Loading

Easy2 Technologies - Making and Installing a Valance Product Demo

Making and Installing a Valance Instructions

  • Making and Installing a Valance

    Valances add a nice touch to windows that you do not want to cover completely, but that your also do not want to leave bare. Bare windows can appear cold, but adding a valance will beautify your room and create a homey feel without blocking much light from entering the room. There are many different styles of valance that you can put up in your home, but this tutorial discusses making a single rod valance, which requires a 2 1//2” flat curtain rod. Although this valance is intended to be poufed, it can be left as a flat valance for a more traditional look.

  • Overview

    To make your valance, you will need to follow these basics steps. First, decide how wide the valance will be in relation to the window. Next, make the appropriate measurements and cut the materials. Then you will need to sew the materials together. And finally, put up and pouf the valance.

  • Determine Width

    Begin by determining where you want to install the hardware for the valance. You can either install the rod on the frame of the window or 1-2” on either side of the frame. If you are installing the valance over window blinds or curtains you will need to install the valance hardware on either side of the window frame so that the valance clears the existing window dressing. Where you install the hardware will effect the width of the fabric so this decision must be made before you purchase fabric.

  • Determine Material Cut Length

    Measure the finished height of the valance. Begin the measurement at the top of the rod and measure to where you want the valance to end. Traditionally, a valance is 1/6th of the total length of the window. So this is what will look probably most natural in your home. Use the finished length and doubling it so that the valance can be poufed. Now add 10” to that number to allow for 3” of heading and hems. Your calculated result is the “cut length”, or the length of material that you will need to have cut at the store.

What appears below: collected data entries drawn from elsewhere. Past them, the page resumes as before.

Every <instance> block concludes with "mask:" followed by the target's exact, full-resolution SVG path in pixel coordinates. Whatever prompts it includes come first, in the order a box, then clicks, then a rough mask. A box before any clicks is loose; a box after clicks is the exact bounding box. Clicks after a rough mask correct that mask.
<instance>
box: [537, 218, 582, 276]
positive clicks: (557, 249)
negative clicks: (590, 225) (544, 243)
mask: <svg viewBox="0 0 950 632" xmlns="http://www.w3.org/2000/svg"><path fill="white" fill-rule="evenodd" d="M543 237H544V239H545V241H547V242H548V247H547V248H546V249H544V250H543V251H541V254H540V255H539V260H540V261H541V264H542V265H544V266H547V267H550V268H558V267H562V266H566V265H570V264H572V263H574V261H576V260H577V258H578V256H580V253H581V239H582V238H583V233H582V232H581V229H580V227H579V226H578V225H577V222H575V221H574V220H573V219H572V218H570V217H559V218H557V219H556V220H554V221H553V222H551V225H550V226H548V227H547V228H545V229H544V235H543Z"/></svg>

  • Determine Number of Widths of Material

    Measure the width depending on where you are planning to place the rod hardware as discussed in the previous slide. Triple the width of the valance to provide adequate fullness to the valance. Divide that number by the width of the material that you are using. This is the number of widths of material you will need to purchase.

  • Cut and Sew

    If you have a bolt of material, measure out the cut length of the fabric and cut it at the cut length. You will most likely have to join widths of fabric to adequately cover your window. Lay the pieces of fabric to be joined on top of one another with the pattern side facing in – be sure that the pattern is such that it matches. Stitch a seam 1/2” from the edge along the side of the pieces to be joined. Fold the side edges over 1/2” and press so that it is a clean fold. Then fold 1/2” of fabric over again and press it. After you have folded the material over twice and pressed it tight, stitch the hem. You should do this for both sides of the fabric so that the valance has a finished, professional appearance.

  • Make Tube Valance

    Because this valance is a pouf valance, you will need to create the tube that will be poufed. Fold the fabric in half from top to bottom, so that it is inside out and the pattern is on the inside of the fold. Sew the fabric together to form a tube. Turn the fabric right side in. Keep the seam that you just sewed 1/2” from the top and press a crease in the fabric that is 1/2” from the crease. Be careful that the crease is an even distance from the seam all the way across your valance. This is the top of the header on your valance.

  • Finish Valance

    Now you will need to make the pocket that the rod goes through. Measure three inch from top of the header and sew across the entire width of the fabric. This will give you a three in header, you can adjust the measurements and sewing to make a smaller or larger header. Finally, measure 2 1/2 - 3” down from the new seam and again sew across the entire width of the fabric. You have just made the rod pocket. To finish the valance, stuff the tube will fill material such as plastic or newspaper so that the tube appears full. Slide the rod into the rod pocket and place the rod on the hooks.